Mappe al contrario

Quando ho letto questo articolo di Veronica Galletta avevo cominciato il dottorato in Economia da un paio di mesi appena. Ora sono a metà del mio terzo anno, e ci penso ancora spesso. L’articolo si chiama “Scrivo per cercare un mio posto fuori dai numeri”. Galletta racconta la sua formazione scientifica, la laurea in ingegneria e il dottorato in Idraulica, e il suo primo “lavoro vero”: quando si rende conto che il cantiere della costruzione di un argine è completamente diverso dalla “perfezione asettica” del foglio su cui lei ha disegnato il progetto, capisce anche che i numeri sono stati una protezione, quasi una scusa per non sporcarsi le mani e non “aprirsi al mondo”. A questa rivelazione si accompagna un ritorno di fiamma: il suo amore per la lettura e i libri, la passione per la scrittura come metodo per rendere comprensibile il mondo. Quando ho letto questo articolo mi sarei voluta precipitare a comprare il suo primo romanzo (che all’epoca era anche l’unico) Le isole di Norman. Però non potevo, perché da un paio di mesi vivevo già negli Stati Uniti, dove ahimé la distribuzione delle case editrici indipendenti non arriva. Comunque, comprai il libro durante le mie vacanze di Natale in Italia e poi, come spesso accade, non l’ho letto per diversi mesi. L’ho ripreso, per caso, a maggio di quest’anno, e ne sono rimasta folgorata.

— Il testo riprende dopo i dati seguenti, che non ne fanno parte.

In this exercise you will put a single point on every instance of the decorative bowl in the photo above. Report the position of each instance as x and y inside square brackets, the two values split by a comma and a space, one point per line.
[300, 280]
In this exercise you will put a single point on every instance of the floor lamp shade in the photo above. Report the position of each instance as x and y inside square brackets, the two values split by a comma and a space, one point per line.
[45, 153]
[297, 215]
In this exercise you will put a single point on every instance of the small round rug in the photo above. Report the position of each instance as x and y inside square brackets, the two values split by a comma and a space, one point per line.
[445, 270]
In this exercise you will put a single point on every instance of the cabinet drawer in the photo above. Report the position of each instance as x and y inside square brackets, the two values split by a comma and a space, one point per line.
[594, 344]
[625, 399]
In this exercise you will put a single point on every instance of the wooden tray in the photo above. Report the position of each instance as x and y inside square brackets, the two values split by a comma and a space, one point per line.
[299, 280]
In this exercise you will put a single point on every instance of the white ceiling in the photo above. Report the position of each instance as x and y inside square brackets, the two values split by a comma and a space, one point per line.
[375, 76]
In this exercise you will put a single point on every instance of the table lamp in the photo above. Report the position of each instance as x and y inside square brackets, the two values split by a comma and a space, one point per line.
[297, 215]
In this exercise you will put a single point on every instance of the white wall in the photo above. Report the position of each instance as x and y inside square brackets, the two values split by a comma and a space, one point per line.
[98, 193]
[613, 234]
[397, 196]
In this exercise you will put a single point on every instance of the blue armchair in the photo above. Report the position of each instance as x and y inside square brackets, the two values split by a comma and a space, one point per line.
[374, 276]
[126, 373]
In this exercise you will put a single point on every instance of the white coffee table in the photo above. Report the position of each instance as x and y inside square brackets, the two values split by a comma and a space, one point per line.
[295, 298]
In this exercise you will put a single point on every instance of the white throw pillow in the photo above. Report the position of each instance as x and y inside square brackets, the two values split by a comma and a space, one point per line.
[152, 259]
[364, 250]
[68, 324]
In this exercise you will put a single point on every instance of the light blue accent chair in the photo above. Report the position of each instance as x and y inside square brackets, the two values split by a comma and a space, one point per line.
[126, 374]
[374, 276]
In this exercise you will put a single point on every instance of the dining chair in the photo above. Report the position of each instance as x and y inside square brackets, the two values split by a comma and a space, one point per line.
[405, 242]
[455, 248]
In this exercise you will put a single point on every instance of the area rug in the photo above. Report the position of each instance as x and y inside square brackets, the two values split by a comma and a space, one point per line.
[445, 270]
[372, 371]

La protagonista, Elena, ha appena finito il liceo: sul finire dell’estate sta per iniziare l’università, alla Facoltà di Geologia a Siracusa, ed è spaventata all’idea di questo nuovo capitolo (“Ogni cosa che cambia le crea vertigine”). Vive nell’isola di Ortigia con i suoi genitori: il padre è un uomo taciturno, che si rifiuta di parlare di ogni cosa sia davvero importante, amaramente deluso da un sogno politico non realizzato; la madre fa e disfa pile di libri nella sua camera, da cui esce di rado. Un giorno, la madre di Elena sparisce. Nessuno, in quella casa, sembra essere un granché a parlare, e i libri sono un linguaggio alternativo, più accessibile ad Elena e sua madre (“Solo un piccolo, tranquillo mare di libri, lasciati là da chi ha mollato gli ormeggi”). La ragazza predispone quindi un piano, che a chi legge è poco intellegibile ma che lei sembra seguire con precisione impeccabile: munita di una mappa della sua isola, che in qualche modo ricalca la stanza della madre, deposita in posti improbabili alcuni libri, in modo da rispecchiare la posizione che avevano nelle pile che la madre aveva eretto in camera sua. 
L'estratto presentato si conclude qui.